It’s unlikely Google will unerringly determine that when you search for “Mountain View” and “Pizza” that you may be looking for pizza in Mountain View, California, rather than a pizzeria on Mountain View Road in El Paso. A new patent application from Google may provide some insight into how Google is attempting to make geographic-based search more accurate.

Figuring out user intent can be hard, and searchers are often hesitant to provide detailed location information to get an answer to a search involving locations. Yet they’ll usually expect an exact and unambiguous response.

As Mike Blumenthal has written about on Understanding Google Maps & Yahoo Local, there are some issues with the location information that Google provides for organizations, in his post Local Data Accuracy- a veritable beehive.

It’s impossible to tell whether or not the processes described in this patent filing are presently being used, or if they may be a future approach that will be tried out, but it’s interesting to get a peek at possible approaches to solving this issue.

Geographical Locations

Providing information about locations is a growing part of what a search engine does, from helping someone find a location through a mapping program, to letting them plan for traveling to a certain destination and possibly what they will find along the way.

Local search, enabling a person to pinpoint possible destinations within a specific area, is also a key aspect of what a search engine can bring to us, as is the inclusion of relevant advertisements for that area.

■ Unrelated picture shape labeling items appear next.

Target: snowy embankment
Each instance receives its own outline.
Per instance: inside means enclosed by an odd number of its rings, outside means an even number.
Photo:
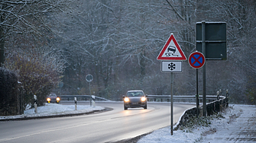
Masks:
[[[0,116],[0,120],[87,113],[104,109],[102,106],[93,107],[89,105],[77,105],[77,110],[75,110],[74,105],[45,103],[45,106],[37,107],[37,113],[34,113],[34,109],[33,108],[24,110],[23,115]]]
[[[138,143],[254,142],[255,137],[248,132],[255,132],[255,106],[229,105],[222,113],[210,117],[208,126],[179,129],[173,135],[170,135],[169,126],[153,132]]]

When people perform those types of searches, they want to find relatively precise and unambiguous locations. But, as the patent application notes, it’s probably a good thing if a system like this doesn’t demand such unambiguous input from users. They probably won’t be happy with a system that demands they “provide a precise location or address, without any typos and with perfect detail.”

Asking searchers to supply their latitude and longitude for a location, or Global Positioning Service (GPS) coordinates won’t work. And, chances are that most folks in Mountain View, California, are unaware of Mountain View Road in El Paso.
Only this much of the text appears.